Right before a foreclosure auction was due to proceed for a loan tied to Wonder Works Construction’s condo project on the Upper East Side, the developer filed a last-ditch motion to stop it.
But Justice Jennifer G. Schecter was having none of it.
“The default here predates the pandemic and, since then, [the] plaintiff has been unable to comply with the terms of forbearance agreement,” she wrote in a decision denying the motion last week.
Afterward, the UCC auction went ahead as planned, according to Genghis Hadi, managing principal of the mezzanine lender, New York-based Nahla Capital.
Hadi said multiple interested parties had shown up but Nahla ultimately won the auction through a credit bid, which is when the lender bids using debt it is owed.
The result means Nahla has now taken over the interests in the LLC that got the loan, effectively assuming the developer’s position. “The sale closed on the same day and our firm is ultimately the owner of the asset,” Hadi said.

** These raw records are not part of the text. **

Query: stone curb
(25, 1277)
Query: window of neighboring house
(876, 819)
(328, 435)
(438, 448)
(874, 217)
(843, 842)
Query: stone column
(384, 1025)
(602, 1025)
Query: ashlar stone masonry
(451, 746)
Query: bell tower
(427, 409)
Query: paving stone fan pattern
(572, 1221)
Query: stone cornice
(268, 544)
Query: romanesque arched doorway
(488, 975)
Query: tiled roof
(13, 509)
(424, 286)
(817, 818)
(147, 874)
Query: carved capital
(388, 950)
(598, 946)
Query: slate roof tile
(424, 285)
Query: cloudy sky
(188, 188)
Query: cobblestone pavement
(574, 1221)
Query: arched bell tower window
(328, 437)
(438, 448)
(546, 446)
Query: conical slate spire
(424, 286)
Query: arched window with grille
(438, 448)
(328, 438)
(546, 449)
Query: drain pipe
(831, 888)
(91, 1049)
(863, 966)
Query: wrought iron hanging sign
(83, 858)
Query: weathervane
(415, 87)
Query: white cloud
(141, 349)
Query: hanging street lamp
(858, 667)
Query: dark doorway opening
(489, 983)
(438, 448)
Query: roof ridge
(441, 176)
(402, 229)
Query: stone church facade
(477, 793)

It was a dramatic end to a fraught year between lender and developer, as Manhattan’s condo market floundered and troubled projects were pushed closer to the edge.

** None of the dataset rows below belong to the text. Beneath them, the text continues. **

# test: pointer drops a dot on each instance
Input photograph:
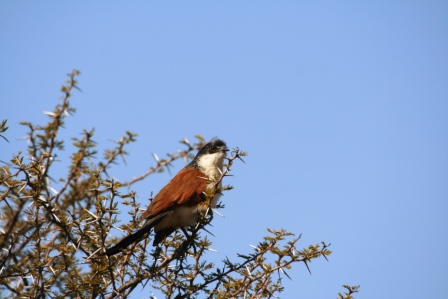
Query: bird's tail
(136, 236)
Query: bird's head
(210, 156)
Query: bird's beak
(224, 149)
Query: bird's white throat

Vitre, a 21-story boutique building at 302 East 96th Street, launched sales in 2017 and though it had some early momentum, deals later stalled. Wonder Works defaulted on the mezzanine loan this January, according to Hadi, who said his firm provided “ample space and opportunity for the borrower to correct the situation.” Nahla hired a team of brokers from JLL to market the foreclosure auction in October.
Hadi said the firm would continue to try to sell units in what he acknowledged was a “very difficult marketplace.”
“We are going to work with our senior lender to make sure they’re serviced directly, and really just do the best we can to make sure this building continues to perform,” he said.
Wonder Works principal Eric Brody did not respond to requests for comment. Ryan Banich of Tsyngauz & Associates, who represented the developer, also did not respond.
Though commercial mortgage foreclosures are technically banned by the state because of the pandemic, UCC auctions — a quicker process than foreclosure lawsuits — have mushroomed in recent months as talks between mezzanine lenders and developers break down.
But some developers, including Wonder Works and HFZ, have pushed back against the auctions, arguing that holding them during a pandemic is not “commercially reasonable,” a requirement of the Uniform Commercial Code.
In HFZ’s case, a judge agreed, halting the scheduled auction until a later date. But in Wonder Works’ case, Justice Schecter said the loan default was not purely a product of the pandemic, noting that Nahla had been paying the carrying costs on the building for almost a year.
To the wider argument about timing, she appeared unmoved, commenting simply that “mezzanine foreclosures have been proceeding under current conditions.”